A total of 68 patients with HD (57.4% women; mean age 49 ± 12.7 years) were included in the study, with HD diagnosed prior to 9.2 ± 4.6 years and a CAG size of 46.4 ± Was 5.1 repetitions in length.

The main symptoms at clinical onset were motor (32.4%; n = 22), psychiatric (30.9%; n = 21) or mixed motor and psychiatric (36.8%; n = 25).

During the comparative analysis, 69.1% (n = 47) of the patients presented with cortical atrophy. Stratified according to the status of cortical atrophy, patients with vs. without atrophy had a longer duration of HD (9.4 vs. 8.9 years; p <0.001), exhibited more motor symptoms alone than motor symptoms with psychiatric symptoms (90.4% vs. 56.0% and P = 0.02) and had shorter CAG expansions (45.8 vs 47.8 repetitions; P = 0.03).

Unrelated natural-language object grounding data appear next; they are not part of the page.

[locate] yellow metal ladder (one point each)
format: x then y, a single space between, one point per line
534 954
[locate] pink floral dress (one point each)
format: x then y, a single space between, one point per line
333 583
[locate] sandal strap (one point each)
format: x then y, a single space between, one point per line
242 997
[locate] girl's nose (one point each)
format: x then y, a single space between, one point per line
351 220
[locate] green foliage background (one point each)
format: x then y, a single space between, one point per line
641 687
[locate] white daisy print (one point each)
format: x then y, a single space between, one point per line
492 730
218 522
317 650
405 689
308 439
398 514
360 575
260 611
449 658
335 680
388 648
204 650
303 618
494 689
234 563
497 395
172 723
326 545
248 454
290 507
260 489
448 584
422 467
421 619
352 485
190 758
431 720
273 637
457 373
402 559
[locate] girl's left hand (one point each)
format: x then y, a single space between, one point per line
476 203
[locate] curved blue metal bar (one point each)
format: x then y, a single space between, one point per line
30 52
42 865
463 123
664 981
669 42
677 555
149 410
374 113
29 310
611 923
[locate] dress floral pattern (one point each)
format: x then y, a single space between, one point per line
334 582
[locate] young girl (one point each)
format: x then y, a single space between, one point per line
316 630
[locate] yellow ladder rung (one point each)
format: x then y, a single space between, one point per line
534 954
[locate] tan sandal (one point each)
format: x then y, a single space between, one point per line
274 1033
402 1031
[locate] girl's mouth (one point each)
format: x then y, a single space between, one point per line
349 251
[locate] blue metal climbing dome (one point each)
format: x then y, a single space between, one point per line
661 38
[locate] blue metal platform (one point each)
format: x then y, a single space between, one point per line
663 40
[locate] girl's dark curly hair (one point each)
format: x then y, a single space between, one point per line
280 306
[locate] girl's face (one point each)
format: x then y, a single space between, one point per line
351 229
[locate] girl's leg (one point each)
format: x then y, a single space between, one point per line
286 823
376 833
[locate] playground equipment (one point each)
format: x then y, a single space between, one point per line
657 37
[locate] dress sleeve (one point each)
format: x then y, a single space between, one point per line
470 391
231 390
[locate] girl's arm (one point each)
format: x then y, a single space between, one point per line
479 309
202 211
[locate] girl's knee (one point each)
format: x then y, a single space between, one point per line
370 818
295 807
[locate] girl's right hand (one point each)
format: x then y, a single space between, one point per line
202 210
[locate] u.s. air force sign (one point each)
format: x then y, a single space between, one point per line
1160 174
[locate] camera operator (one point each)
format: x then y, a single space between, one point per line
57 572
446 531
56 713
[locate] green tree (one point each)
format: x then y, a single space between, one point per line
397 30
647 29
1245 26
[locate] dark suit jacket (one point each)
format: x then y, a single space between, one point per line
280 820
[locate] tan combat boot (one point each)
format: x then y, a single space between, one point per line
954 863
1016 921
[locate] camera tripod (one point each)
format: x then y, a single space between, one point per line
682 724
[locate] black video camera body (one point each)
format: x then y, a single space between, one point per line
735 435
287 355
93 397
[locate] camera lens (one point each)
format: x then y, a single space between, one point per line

The study authors emphasized that these results were inconsistent with previous studies that attributed the occurrence of motor symptoms to progression of atrophy from subcortical regions within the striatum to the cortical areas.

Additional research is needed to correlate features of MRI brain atrophy with overt symptoms within the first year of clinical onset in patients with HD.

reference

Estrada-Rodriguez H, Garcia-Romero JD, Muñuzuri-Camacho MA, et al. Correlation of cortical atrophy on brain MRI with clinical onset of Huntington’s disease. Presented at: MDS Virtual Congress 2021; 17.-22. September 2021. Executive summary 228.